Gents you've been awesome - that helps clear up a whole bunch of concepts and sysadmin operations.
Think I have found the problem.
dev-36: - had multiple configuration files
/etc/logstash/conf.d/logstash.conf
/etc/logstash/conf.d/logstash.conf.original
/etc/logstash/conf.d/logstash-topbeats.conf
/etc/logstash/conf.d/logstash.syslog.conf
dev-37: - had one configuration file
/etc/logstash/conf.d/logstash.conf
dev-36 - made the configuration files (logstash.conf and topbeat.yml) identical to those on dev-37
dev-36 - logstash still starting and stopping after a few seconds (problem persisting)

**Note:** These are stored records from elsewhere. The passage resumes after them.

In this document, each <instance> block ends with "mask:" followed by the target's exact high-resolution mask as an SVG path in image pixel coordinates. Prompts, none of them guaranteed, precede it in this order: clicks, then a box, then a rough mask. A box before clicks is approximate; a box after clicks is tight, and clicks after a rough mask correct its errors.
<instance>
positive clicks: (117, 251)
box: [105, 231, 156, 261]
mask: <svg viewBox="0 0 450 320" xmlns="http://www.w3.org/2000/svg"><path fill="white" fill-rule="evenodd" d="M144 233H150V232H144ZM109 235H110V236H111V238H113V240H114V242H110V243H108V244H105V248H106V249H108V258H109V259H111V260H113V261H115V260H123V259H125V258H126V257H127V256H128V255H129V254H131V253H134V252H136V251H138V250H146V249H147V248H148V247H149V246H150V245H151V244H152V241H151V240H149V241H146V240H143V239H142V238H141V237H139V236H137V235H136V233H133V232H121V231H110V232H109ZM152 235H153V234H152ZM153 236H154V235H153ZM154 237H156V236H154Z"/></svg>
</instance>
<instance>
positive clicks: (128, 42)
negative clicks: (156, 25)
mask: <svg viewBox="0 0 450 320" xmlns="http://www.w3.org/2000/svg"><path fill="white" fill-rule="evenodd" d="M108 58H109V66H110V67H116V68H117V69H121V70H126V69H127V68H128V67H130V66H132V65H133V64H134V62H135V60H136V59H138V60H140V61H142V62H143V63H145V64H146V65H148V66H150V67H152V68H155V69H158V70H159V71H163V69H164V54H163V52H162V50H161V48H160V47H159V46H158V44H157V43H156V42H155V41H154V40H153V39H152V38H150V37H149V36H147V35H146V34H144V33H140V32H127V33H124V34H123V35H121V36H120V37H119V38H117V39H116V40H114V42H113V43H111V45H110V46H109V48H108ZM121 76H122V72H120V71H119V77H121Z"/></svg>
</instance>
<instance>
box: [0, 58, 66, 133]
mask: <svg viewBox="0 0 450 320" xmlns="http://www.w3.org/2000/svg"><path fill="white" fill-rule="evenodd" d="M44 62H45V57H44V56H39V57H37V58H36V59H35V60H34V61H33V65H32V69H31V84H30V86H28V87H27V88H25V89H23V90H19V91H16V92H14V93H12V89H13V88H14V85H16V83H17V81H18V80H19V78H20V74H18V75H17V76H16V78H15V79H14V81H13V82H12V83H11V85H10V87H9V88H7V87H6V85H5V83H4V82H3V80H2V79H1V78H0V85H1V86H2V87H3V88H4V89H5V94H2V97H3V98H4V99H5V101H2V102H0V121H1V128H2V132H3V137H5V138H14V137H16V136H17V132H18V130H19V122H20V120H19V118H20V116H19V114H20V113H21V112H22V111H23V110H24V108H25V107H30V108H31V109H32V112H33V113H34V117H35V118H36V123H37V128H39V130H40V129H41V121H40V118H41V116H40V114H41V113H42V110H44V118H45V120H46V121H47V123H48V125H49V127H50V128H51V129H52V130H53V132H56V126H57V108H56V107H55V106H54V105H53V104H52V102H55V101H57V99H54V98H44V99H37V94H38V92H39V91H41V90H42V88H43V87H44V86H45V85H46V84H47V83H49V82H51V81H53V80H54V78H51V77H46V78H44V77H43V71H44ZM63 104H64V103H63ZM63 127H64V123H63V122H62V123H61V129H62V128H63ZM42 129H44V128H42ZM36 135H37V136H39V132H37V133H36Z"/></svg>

dev-36 - removed all other .conf files from /etc/logstash/conf.d
dev-36 - logstash now started and still running after 10 minutes (problem solved, I think)
It would be great to do some sanity tests for the topbeat data collection and storage in Elasticsearch.
The ELK stacks are running on our worker servers (E5v3 16 Core, 1024 GB RAM) which is part of the reason for collecting the performance metrics (next syslogs, and eventually app logs).
We are developing our data processing pipelines and need to evaluate the performance of our internal application and its algorithms (also written in Java).
I guess there are some obvious questions about optimisation of the ELK stack processes for a balance somewhere between performance and reliability.
I noted in some of the other vendor stacks (Influx, TICK, collectd, rsyslog) forums there can be issues with metric data being dropped under certain circumstances (heavy cpu or memory loads).
Welcome and suggestions and guidance on these topics..
But so far it looks like the logstash issue on dev-36 has been solved..
Configuration files:
dev-36:/etc/logstash/conf.d/logstash.conf
input { beats { port => 5044 } } output { elasticsearch { hosts => "localhost:9200" manage_template => false index => "%{[@metadata][beat]}-%{+YYYY.MM.dd}" document_type => "%{[@metadata][type]}" } }
dev-36/etc/topbeat/topbeat.yml
input: period: 10 procs: [".*"] stats: system: true proc: true filesystem: true cpu_per_core: true output: logstash: hosts: ["127.0.0.1:5044"]
Does the logging to files help address that issue or concern about potential data loss?
Not currently in topbeat.yml
logging: to_files: true files: path: /var/log/topbeat name: topbeat.log rotateeverybytes: 10485760 keepfiles: 7 level: info
Topbeat now starting on both dev-38 and dev-39.
Replaced the contents of the topbeat.yml files on both servers and the service started and seems to running normally. This looks like it may have been a hidden characters issue, was having the same issue on both servers, same changes appears to have fixed the problem on both servers..
Alight, next on the list is syslog (rsyslog) collection by logstash, have searched and read a few posts about the syslog plug-in.
I am keen to get this operational as soon as possible on our servers, the documentation did not seem very detailed, are you able to help with this here, or start a new thread?